La Fédération de ressources d’hébergement pour femmes violentées et en difficulté du Québec et le Regroupement provincial des maisons d’hébergement et de transition pour femmes victimes de violence conjugale présentent un Avis au Ministère de la santé et des affaires sociales, rédigé par Louise Riendeau (coordonnatrice), Denise Tremblay (consultante) et Madeleine Lacombe (pigiste pour le regroupement).

Le comité responsable de la présentation de cet avis était formé par Colette Breton, Louise Riendeau, Johane Fréchette et Denise Tremblay du Regroupement provincial des maisons d'hébergement et de transition pour femmes victimes de violence conjugale et de Patricia Rossi, Monique Veillette, Denise St-Pierre et Marie-Hélène Houle de la Fédération de ressources d'hébergement pour femmes violentées et en difficulté.

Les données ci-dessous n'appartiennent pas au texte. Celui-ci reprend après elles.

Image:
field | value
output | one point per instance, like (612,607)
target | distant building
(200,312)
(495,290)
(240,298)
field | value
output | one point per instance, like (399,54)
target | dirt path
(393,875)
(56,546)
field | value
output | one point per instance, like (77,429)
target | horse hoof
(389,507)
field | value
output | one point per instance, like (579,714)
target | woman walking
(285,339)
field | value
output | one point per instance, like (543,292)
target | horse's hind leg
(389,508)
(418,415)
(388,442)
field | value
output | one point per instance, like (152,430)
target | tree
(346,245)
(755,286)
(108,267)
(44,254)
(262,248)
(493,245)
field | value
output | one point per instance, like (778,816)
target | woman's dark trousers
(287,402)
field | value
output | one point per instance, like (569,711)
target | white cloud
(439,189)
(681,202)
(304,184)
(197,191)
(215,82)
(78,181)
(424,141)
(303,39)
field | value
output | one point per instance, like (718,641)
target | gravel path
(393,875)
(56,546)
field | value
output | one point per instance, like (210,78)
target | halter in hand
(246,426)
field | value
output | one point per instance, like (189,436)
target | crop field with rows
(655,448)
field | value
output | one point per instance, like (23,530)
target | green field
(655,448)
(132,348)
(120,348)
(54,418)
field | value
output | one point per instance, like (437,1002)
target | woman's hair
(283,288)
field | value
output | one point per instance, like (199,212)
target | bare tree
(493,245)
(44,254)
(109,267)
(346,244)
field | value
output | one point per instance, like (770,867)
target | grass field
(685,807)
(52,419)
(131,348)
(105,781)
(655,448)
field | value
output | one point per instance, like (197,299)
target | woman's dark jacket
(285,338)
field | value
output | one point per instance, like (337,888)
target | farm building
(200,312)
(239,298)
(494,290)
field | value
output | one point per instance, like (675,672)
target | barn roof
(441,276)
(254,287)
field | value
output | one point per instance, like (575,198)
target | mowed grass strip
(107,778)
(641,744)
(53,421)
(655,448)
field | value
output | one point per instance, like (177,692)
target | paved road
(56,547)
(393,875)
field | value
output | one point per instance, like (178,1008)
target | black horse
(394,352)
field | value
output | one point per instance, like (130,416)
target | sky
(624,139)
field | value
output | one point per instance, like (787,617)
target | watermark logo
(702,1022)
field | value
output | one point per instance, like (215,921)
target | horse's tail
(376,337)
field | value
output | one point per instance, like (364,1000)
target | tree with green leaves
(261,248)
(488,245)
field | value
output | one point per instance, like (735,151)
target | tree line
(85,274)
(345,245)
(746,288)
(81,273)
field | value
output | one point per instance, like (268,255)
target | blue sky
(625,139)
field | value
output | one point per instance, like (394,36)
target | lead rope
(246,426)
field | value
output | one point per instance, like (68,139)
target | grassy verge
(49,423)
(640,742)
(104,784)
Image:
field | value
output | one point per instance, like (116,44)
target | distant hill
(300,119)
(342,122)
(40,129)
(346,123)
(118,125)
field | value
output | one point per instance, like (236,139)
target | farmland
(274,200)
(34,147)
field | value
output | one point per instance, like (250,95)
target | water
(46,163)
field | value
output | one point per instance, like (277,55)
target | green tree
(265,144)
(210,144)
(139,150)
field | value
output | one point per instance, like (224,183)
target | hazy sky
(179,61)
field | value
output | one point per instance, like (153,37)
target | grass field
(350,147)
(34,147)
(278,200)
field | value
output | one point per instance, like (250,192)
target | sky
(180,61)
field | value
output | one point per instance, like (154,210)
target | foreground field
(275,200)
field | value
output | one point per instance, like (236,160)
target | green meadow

En ligne : http://bv.cdeacf.ca/CF_PDF/1999_09_0101.pdf 

Page 3, dans le préambule, « Derrière les chiffres » : 

« Force nous est de reconnaître que les différentes données présentées par Statistique Canada et Statistique Québec montrent un portrait fort alarmant de la situation des femmes en matière de violence conjugale. En effet, les données statistiques les plus récentes, révèlent que 25 % des canadiennes, âgées de plus de 18 ans, déclarent avoir été victimes, dans le cadre d'une relation de couple, de gestes de violence punissables en vertu du code criminel. Au Québec, ce pourcentage représente plus de 658 000 femmes

La violence conjugale constitue donc une réelle épidémie (…) » 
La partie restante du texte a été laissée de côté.